About the project
Electrification of the transport sector is underway to varying degrees in all the Nordic countries, and there is potential for co-operation to increase the efficiency and speed of the transition process.
Between 2021 and 2024, the Swedish Energy Agency is running the project Accelerated Electrification of Road Transport in the Nordic countries. The aim is to improve conditions for electrified road transport in rural areas and border regions, and to work towards a common payment system for electric car charging in the Nordic countries and the EU. The project is a collaboration with the Swedish Transport Administration and is funded by the Nordic Council of Ministers.
The transport sector is a large contributor to global greenhouse gas emissions and the electrification of vehicles is regarded as one of the major initiatives to lower emissions. The conversion to an electric transport sector is a key priority.
The Prime Ministers, and the Environment and Climate Ministers and the Nordic Council of Ministers have all stressed the importance of cooperation in the transport sector.
One obstacle is the general perception that electrification of the transport sector is primarily an urban solution. Today, there is momentum for electrification in cities, where for example new car sales are largely taking place. For electrification to have broad and general acceptance and be implemented to the extent that adopted climate targets require, this work also needs to be anchored in rural and other areas outside the Nordic cities.
Another obstacle is the opinion that electric car charging is complicated, for example due to different payment systems. To a varying degree, policy processes have been initiated in the Nordic countries to harmonise payment solutions for electric car charging. However, these processes risk focusing on national conditions and a Nordic consensus on the development of payment solutions would provide significant added value.
The project consists of the following subprojects:
Support for electrification in rural and border regions (led by the Swedish Transport Administration)
The aim of the subproject is to improve the conditions for electrified road transport in rural areas and border regions. To increase the understanding and opportunities of electrification outside Nordic cities, in rural areas, on islands, and in border regions. Thus accelerating the conversion of the vehicle fleet and increasing electrification. Charging infrastructure is the network of public and non-public charging stations that enable electrification of the transport sector and a prerequisite for widespread acceptance.
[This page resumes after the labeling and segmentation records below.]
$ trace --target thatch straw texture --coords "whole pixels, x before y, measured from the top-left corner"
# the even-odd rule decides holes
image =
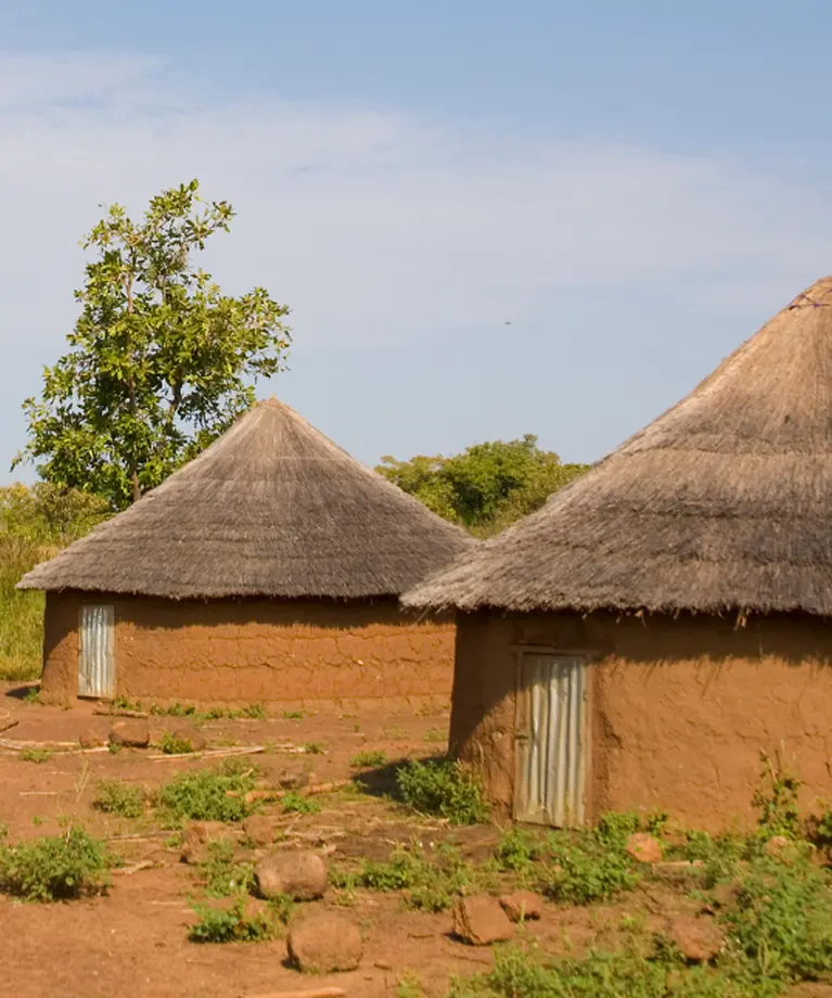
[[[832,615],[832,278],[404,603]]]
[[[270,399],[20,588],[172,599],[398,596],[472,543]]]

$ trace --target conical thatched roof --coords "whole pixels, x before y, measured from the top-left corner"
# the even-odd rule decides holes
[[[832,615],[832,278],[404,602]]]
[[[270,399],[23,589],[398,596],[473,543]]]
Work package for this subproject:
WP 1.1 A knowledge synthesis of the current state of electrified road transport in the Nordic countries. Mapping and analysing the deployment of public ("white routes") and non-public ("home charging") charging infrastructure for different road transport modes, with a focus on rural and border areas.
WP 1.2 An analysis of the potential, measures, instruments and costs of various actions aimed at accelerating the electrification of rural road transport and ensuring good mobility in border areas. Proposals for demo actions are presented.
WP 1.3 To implement concrete actions to promote the conditions for electrified road transport with a focus on rural and border regions.
Collaboration on payment solutions for electric car charging (led by the Swedish Energy Agency)
Consumers who need to charge their vehicle are often faced with different payment solutions, such as apps, RFID etc., both nationally, in the Nordics and in the EU. Although users mainly charge at home, public charging is an important complement for e.g. longer trips. The situation today is characterised by several different payment models and many infrequent users. Payment streams per charging session are often small, which in many cases makes a card reader too expensive. This has led to charging operators using different, cheaper payment solutions.
Work package for this subproject:
WP 2.1 A compilation of existing payment systems in the Nordic countries and in key EU countries is conducted. The case for different forms of requirements or market direction towards more uniformity is documented. Ongoing initiatives in the Nordic countries are studied and discussions within both the Alternative Fuels Infrastructure Directive (AFIR) and the ITS Directive at EU level are also followed.
WP 2.2 Development of different proposals for improving the current situation from the Nordic perspective. An important part of this is a dialogue with the industry but also with public stakeholders. The latter because the solution may lie both in, for example, requirements for public support or procurement in some form, but also for more stringent requirements in the form of changes to directives or laws.
WP 2.3 Identification of relevant processes and preparation of input to these based on Nordic added value.